The Secret Ingredient of Customer Satisfaction

If you do the right thing, your customers will be satisfied -- but you need to ask some tough questions first.

March 31, 2010

Why would anyone want to read my thoughts on new-home builder customer satisfaction, I asked myself. Facing the prospect of penning this blog, I wondered what kind of wisdom I could impart when I try to abide by such a simple customer service philosophy. Transcribed, the clergy may call it “the golden rule.” Some may think of it as karma. On television, it was commonly the even-keeled advice from Ward Cleaver. In the cinema, it is a Spike Lee movie featuring Mookie and Sal. Whatever context it may take, it's the guiding principle I follow in making customer-based decisions: “Do the right thing.” That's the secret ingredient.

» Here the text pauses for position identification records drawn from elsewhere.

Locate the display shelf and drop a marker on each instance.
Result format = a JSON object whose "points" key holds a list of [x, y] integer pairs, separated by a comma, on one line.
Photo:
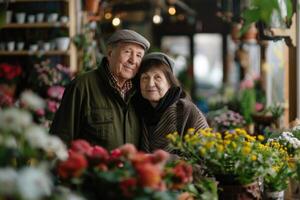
{"points": [[37, 25], [32, 53], [21, 1]]}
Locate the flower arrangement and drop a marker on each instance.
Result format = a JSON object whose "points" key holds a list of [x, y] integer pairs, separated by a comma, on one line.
{"points": [[277, 178], [123, 173], [287, 140], [247, 98], [27, 153], [9, 74], [234, 153]]}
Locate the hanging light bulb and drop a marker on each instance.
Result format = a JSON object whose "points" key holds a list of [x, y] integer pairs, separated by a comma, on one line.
{"points": [[172, 10], [116, 21], [157, 18], [108, 15]]}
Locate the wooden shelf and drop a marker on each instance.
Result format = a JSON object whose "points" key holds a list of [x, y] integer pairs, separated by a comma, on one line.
{"points": [[37, 25], [20, 1], [30, 53]]}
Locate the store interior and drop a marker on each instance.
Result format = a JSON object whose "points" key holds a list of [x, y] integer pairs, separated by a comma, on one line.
{"points": [[233, 57]]}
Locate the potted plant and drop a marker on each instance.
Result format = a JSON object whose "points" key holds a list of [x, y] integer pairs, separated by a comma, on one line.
{"points": [[265, 11], [237, 159], [124, 173]]}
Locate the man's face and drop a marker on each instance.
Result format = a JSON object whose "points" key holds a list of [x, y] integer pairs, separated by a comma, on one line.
{"points": [[124, 60]]}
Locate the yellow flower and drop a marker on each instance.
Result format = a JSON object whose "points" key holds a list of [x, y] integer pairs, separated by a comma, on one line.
{"points": [[260, 138]]}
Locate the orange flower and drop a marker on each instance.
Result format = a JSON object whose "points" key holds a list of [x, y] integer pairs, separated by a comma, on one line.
{"points": [[73, 167], [149, 175], [128, 150]]}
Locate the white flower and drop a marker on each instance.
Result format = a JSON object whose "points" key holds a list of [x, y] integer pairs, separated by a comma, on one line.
{"points": [[8, 177], [32, 100], [36, 136], [13, 119], [55, 144], [33, 183]]}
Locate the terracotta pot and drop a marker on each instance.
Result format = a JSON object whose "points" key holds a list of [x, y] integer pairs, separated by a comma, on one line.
{"points": [[229, 188], [251, 34], [92, 6]]}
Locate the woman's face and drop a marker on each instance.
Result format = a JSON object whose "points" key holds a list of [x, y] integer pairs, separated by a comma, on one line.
{"points": [[154, 85]]}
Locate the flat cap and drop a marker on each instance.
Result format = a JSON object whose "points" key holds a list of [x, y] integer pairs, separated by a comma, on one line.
{"points": [[161, 57], [126, 35]]}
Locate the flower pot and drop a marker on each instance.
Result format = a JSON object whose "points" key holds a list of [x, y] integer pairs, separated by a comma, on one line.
{"points": [[11, 45], [62, 43], [40, 17], [20, 46], [20, 17], [277, 195], [230, 188], [91, 6], [8, 16]]}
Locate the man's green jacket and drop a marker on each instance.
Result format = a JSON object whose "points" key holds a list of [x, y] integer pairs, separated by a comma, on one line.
{"points": [[93, 109]]}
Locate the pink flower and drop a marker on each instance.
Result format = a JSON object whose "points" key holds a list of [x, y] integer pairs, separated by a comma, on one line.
{"points": [[52, 106], [56, 92], [98, 153], [81, 147], [73, 167], [40, 112], [247, 84]]}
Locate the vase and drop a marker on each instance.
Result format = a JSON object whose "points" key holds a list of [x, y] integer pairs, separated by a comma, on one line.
{"points": [[277, 195], [91, 6], [230, 188]]}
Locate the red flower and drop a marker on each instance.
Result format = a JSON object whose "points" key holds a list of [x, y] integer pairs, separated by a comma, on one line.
{"points": [[160, 156], [9, 72], [183, 174], [149, 175], [81, 146], [128, 150], [98, 153], [73, 167]]}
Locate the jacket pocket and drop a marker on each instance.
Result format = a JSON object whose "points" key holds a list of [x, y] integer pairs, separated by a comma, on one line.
{"points": [[101, 123]]}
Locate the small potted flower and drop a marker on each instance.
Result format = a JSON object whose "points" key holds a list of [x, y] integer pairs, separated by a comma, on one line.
{"points": [[9, 76], [277, 179], [124, 173], [234, 158]]}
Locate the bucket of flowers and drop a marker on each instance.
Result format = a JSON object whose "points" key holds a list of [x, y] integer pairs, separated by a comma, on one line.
{"points": [[236, 159], [125, 173], [27, 155], [277, 179]]}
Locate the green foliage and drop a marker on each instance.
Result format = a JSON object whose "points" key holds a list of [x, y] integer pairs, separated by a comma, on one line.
{"points": [[262, 10], [247, 104], [2, 18]]}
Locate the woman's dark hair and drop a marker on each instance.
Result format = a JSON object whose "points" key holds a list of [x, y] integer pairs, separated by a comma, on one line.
{"points": [[157, 64]]}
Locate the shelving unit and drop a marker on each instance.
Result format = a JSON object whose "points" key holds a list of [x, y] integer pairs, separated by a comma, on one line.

Read all the customer satisfaction books. Decipher the J.D. Power research. Meet with our friends at Avid Ratings or Woodland, O'Brien and Scott. They'll all tell you the same thing: If you do the right thing your customers will be satisfied. It's that easy. And it's that hard.

  1. How do you know what is the “right” thing for your organization?
  2. How do you know how “right” your thing is?
  3. Do you have the right team to be “right?”
  4. Does your team fully understand what is “right?”
  5. How many roadblocks stand in your team's way to what is “right?”
  6. How do you react when your “right” and the customer's “right” don't match?
  7. Is the customer always “right?”
  8. Is yesterday's “right” tomorrow's “right?”

Can your organization answer those tough questions? If not, maybe burying yourself in some of that J.D. Power research or stocking up on the latest from the business section at Borders might not be such a bad idea.